He is the principal investigator of the Fish Database of Taiwan project.

== Controversy ==
During his tenure as Executive Director of the Biodiversity Research Center at Academia Sinica, Shao was accused of falsifying employment records to increase the salary of an assistant surnamed Tsai.
He allegedly listed Tsai’s mother as a “temporary worker” in official reports and diverted approximately NT$7,000 per month to supplement Tsai’s pay.

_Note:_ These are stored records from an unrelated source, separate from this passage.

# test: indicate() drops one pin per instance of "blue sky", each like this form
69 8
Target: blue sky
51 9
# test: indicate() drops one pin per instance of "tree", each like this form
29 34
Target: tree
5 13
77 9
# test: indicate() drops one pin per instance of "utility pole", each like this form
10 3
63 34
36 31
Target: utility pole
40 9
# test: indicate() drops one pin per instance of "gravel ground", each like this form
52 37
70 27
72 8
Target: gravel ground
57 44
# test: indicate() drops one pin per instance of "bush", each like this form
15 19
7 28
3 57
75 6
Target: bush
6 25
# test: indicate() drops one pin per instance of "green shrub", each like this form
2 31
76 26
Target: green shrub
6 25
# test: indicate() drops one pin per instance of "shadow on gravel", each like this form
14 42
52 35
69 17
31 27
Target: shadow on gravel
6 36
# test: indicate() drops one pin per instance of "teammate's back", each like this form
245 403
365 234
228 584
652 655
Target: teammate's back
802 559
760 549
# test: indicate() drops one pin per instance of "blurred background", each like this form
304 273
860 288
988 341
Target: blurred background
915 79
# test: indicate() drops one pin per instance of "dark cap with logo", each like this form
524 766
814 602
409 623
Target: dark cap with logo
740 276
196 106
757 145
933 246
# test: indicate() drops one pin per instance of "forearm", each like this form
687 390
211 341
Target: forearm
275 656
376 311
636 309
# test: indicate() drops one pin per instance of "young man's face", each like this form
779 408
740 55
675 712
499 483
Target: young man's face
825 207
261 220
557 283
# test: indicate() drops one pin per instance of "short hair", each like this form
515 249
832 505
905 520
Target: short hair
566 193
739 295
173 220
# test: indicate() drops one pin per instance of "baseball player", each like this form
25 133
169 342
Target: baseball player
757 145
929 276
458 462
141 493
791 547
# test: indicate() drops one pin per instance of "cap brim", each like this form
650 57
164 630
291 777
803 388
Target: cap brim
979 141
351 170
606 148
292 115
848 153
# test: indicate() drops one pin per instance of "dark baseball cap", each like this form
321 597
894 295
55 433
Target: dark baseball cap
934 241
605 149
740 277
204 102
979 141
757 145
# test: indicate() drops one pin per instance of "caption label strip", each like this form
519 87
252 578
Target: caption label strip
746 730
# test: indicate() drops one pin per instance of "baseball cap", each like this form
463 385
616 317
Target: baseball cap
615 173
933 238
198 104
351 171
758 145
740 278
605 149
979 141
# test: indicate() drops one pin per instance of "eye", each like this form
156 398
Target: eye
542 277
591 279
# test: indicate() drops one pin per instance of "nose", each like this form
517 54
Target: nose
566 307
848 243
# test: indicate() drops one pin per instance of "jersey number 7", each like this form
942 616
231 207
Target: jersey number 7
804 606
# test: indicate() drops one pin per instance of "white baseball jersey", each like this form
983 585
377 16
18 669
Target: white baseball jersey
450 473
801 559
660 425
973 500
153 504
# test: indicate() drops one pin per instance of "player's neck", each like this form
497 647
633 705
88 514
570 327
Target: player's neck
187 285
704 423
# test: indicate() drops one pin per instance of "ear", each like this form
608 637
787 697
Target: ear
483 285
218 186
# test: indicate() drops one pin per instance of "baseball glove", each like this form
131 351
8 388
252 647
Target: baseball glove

Shao, Tsai, and Tsai’s mother were all indicted by prosecutors for document forgery.

== Publications ==
- Blue Movement: Rediscovering Taiwan’s Marine Life, Shao Kwang-tsao, Lien Ching Publishing, December 13, 2000. ISBN 9789570821628
- Introduction to Fishes, Shao Kwang-tsao, Chen Li-shu, Huang Kun-mou, and Lai Pai-hsien, Yuan-Liou Publishing, April 1, 2004. ISBN 9789573251767
- Illustrated Fish Book: Over 700 Common Fishes of Taiwan, Shao Kwang-tsao and Chen Ching-yi, Yuan-Liou Publishing, November 20, 2005. ISBN 9789573251064
- Taiwan’s Dragon Palace: Exploring the Wonders of Marine Life, Shao Kwang-tsao and Chen Li-shu, Yuan-Liou Publishing, May 26, 2010. ISBN 9789573266075
- Red Data Book of Freshwater Fishes of Taiwan, Chen Yi-hsiung, Tseng Ching-hsien, and Shao Kwang-tsao, Forestry Bureau, Council of Agriculture, 2012. ISBN 9789860330748

He has also published several hundred academic papers in both Chinese and English journals.

== Awards and honors ==
- 1991 – 29th Ten Outstanding Young Persons Award, Republic of China (Taiwan).
- 2005 – Hou Jin-dui Outstanding Research Award.